Linux networking stack from the ground up, part 5
part 1 | part 2 | part 3 | part 4 | part 5
Overview
This blog post picks up right where part 4 left off and begins by examining the last part of the IP protocol stack, the handoff to the UDP protocol stack, and finally by queuing the data to a socket’s queue so it can be read by user programs.
ip_rcv_finish
Once net filter has had a chance to take a look at the packet and decide what to do with it, ip_rcv_finish
is called.
ip_rcv_finish
begins with an optimization. In order to deliver the packet to proper place, a dst_entry
from the routing system needs to in place. In order to obtain one, the code initially attempts to call the early_demux
function from the higher level protocol.
The early_demux
routine is an optimization which attempts to find the dst_entry
needed to deliver the packet by checking if a dst_entry
is cached on the socket.
Here’s what that looks like (net/ipv4/ip_input.c:317):
if (sysctl_ip_early_demux && !skb_dst(skb) && skb->sk == NULL) { const struct net_protocol *ipprot; int protocol = iph->protocol; ipprot = rcu_dereference(inet_protos[protocol]); if (ipprot && ipprot->early_demux) { ipprot->early_demux(skb); /* must reload iph, skb->head might have changed */ iph = ip_hdr(skb); } }
If the optimization is disabled or there is no cached entry (because this is the first UDP packet arriving), the packet will be handed off to the routing system in the kernel where the dst_entry
will be computed and assigned.
Once the routing layer completes, statistics counters are updated and the function ends by calling dst_input(skb)

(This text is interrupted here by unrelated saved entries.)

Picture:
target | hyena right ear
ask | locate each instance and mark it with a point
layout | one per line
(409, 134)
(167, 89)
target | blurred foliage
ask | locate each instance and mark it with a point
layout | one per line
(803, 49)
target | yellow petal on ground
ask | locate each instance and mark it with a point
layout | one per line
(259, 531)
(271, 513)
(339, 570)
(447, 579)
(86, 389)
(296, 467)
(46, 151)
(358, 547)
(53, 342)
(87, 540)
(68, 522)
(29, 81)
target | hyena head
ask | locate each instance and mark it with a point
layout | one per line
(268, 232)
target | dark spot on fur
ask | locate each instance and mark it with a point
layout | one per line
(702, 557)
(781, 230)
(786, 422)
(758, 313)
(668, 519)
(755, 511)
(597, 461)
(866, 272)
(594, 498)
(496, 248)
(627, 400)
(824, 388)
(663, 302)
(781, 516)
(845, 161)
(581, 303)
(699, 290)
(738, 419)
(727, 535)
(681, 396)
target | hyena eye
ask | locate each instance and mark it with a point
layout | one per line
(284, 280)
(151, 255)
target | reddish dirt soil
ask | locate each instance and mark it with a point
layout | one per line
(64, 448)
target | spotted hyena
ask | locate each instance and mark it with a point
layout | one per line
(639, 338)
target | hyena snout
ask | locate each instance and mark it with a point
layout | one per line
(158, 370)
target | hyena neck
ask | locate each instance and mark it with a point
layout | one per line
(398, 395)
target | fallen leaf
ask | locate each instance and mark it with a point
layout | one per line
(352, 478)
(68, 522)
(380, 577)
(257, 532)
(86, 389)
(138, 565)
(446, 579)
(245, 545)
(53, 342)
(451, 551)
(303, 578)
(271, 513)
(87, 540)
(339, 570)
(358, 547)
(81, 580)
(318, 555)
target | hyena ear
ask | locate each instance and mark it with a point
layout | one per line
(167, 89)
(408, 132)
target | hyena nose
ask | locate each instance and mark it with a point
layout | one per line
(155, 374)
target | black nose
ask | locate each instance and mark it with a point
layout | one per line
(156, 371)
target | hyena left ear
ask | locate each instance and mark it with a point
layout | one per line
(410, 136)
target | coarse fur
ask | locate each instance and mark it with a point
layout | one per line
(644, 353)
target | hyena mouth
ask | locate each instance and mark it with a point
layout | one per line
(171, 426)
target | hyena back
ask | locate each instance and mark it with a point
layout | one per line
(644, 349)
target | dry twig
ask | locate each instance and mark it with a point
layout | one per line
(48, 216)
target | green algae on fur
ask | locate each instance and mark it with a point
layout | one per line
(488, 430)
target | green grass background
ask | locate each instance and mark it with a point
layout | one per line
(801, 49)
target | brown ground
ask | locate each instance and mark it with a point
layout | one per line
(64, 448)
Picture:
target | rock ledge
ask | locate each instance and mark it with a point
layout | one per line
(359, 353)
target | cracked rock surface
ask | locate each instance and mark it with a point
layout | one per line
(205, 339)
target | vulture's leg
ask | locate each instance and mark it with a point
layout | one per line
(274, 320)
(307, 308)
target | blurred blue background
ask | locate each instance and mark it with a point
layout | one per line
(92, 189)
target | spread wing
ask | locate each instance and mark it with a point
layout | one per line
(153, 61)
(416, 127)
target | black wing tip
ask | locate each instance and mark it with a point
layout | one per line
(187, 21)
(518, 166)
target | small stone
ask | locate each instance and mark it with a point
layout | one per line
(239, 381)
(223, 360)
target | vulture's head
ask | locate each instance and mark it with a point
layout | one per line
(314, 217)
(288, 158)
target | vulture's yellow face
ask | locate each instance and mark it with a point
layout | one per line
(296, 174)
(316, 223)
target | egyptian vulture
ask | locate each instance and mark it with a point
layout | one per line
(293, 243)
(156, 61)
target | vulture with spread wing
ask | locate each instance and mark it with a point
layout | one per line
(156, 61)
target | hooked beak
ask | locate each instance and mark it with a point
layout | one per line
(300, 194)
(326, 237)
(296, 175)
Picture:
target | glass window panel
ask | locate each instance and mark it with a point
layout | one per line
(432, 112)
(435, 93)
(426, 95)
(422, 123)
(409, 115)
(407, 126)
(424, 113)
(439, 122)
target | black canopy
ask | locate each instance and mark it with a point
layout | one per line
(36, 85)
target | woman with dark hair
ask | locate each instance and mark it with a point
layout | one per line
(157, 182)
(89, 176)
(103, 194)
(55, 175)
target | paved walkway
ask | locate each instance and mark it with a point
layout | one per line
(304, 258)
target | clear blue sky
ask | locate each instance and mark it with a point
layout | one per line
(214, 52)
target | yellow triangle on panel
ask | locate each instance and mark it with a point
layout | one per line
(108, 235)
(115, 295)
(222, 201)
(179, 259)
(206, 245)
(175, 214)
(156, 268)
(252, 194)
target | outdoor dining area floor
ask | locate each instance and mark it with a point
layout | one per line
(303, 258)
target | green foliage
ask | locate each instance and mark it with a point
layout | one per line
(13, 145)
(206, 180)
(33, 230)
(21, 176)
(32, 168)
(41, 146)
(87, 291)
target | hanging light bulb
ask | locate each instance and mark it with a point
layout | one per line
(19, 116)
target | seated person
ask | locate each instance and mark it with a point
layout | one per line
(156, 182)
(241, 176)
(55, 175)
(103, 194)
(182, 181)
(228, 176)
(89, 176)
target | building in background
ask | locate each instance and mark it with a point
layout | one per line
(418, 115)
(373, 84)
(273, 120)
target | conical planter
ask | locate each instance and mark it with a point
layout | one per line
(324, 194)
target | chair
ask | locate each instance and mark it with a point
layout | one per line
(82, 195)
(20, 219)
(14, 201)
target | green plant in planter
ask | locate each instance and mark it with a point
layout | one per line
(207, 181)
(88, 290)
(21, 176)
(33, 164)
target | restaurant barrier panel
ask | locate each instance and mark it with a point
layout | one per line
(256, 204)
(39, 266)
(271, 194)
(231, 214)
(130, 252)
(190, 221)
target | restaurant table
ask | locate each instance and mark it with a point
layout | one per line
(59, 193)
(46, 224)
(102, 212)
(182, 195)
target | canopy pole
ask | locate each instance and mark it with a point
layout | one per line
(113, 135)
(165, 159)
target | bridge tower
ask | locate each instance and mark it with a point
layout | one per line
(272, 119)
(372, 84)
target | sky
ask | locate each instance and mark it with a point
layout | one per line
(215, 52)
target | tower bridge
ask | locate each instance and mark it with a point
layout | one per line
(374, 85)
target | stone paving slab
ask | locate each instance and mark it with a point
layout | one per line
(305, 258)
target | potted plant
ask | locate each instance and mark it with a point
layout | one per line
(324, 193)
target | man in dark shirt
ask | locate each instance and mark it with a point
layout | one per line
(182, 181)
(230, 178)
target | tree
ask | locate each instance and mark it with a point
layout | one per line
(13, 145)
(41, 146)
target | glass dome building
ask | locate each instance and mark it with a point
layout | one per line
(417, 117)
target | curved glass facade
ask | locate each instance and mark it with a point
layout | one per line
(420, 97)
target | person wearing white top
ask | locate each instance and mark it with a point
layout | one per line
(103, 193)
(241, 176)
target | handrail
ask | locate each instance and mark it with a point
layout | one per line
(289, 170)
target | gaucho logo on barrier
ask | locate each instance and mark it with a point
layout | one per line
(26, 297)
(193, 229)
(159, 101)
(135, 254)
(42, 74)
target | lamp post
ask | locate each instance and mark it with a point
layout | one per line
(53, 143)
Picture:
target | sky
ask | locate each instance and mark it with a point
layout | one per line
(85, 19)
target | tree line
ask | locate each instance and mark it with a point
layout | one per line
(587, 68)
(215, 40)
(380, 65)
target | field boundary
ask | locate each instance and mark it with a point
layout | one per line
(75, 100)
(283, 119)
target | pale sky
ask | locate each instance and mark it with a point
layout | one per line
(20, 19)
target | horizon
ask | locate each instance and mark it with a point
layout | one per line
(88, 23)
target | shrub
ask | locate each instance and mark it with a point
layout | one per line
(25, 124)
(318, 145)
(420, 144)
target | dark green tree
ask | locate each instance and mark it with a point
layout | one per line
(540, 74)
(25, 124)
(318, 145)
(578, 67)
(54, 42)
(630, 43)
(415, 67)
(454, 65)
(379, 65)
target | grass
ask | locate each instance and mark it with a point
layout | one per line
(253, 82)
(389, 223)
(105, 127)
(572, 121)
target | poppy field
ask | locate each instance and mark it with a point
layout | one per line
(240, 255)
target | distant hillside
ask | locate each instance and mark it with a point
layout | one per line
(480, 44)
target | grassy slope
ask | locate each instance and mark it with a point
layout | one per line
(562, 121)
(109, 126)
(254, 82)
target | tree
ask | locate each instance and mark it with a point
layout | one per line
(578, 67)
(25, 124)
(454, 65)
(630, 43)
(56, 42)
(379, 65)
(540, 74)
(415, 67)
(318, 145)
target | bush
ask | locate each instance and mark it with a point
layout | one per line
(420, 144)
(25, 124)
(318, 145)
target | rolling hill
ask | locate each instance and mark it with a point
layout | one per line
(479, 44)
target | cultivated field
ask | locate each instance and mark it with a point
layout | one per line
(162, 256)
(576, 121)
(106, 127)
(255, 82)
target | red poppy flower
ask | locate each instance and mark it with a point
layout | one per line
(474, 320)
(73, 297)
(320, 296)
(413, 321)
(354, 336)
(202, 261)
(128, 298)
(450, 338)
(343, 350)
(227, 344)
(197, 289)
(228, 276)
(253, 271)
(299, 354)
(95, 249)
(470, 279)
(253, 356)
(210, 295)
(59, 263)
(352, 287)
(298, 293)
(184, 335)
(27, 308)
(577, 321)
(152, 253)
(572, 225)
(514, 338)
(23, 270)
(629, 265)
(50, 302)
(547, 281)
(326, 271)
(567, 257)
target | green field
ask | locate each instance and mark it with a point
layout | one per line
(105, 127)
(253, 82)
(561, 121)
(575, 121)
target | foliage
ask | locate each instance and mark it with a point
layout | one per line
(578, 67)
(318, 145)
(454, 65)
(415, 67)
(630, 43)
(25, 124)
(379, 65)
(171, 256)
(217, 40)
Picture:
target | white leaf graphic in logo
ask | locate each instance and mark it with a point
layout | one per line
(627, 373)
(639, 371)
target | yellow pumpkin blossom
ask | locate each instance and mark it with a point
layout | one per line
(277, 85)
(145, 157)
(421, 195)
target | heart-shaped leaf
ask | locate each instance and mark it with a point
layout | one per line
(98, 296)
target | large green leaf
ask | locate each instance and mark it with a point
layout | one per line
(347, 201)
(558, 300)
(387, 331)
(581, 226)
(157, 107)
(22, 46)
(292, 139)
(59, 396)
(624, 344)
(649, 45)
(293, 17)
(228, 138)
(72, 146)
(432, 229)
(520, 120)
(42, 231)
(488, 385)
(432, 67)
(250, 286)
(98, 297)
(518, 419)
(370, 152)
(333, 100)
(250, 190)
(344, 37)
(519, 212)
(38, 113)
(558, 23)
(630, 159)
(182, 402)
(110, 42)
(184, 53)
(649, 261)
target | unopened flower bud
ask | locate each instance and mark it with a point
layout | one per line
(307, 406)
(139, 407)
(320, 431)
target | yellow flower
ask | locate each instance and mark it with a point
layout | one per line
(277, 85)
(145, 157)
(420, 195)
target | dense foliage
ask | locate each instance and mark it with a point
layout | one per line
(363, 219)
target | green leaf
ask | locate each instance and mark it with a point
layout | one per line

which in turn calls the input
function pointer on the packet’s dst_entry
structure that was affixed by the routing system.
If the packet’s final destination is the local system, the routing system will attach the function ip_local_deliver
to the input
function pointer in the dst_entry
structure on the packet.
ip_local_deliver
and netfilter
Recall how we saw the following pattern in the IP protocol layer:
- Calls to
ip_rcv
do some initial bookkeeping. - Packet is handed off to netfilter for processing, with a pointer to a callback to be executed when processing finishes.
ip_rcv_finish
is the callback which finished processing and continued working toward pushing the packet up the networking stack
ip_local_deliver
has the same pattern (net/ipv4/ip_input.c:242):
/* * Deliver IP Packets to the higher protocol layers. */ int ip_local_deliver(struct sk_buff *skb) { /* * Reassemble IP fragments. */ if (ip_is_fragment(ip_hdr(skb))) { if (ip_defrag(skb, IP_DEFRAG_LOCAL_DELIVER)) return 0; } return NF_HOOK(NFPROTO_IPV4, NF_INET_LOCAL_IN, skb, skb->dev, NULL, ip_local_deliver_finish); }
Except that in this case, the netfilter chain is NF_INET_LOCAL_IN
and the okfn
to be called on completion is ip_local_deliver_finish
.
We examined how packets are moved through netfilter briefly earlier, so we’ll move on to the completion ip_local_deliver_finish
.
ip_local_deliver_finish
ip_local_deliver_finish
obtains the protocol from the packet, looks up a net_protocol
structure registered for that protocol, and calls the function pointed to by handler
in the net_protocol
structure.
This hands the packet up to the higher level protocol layer.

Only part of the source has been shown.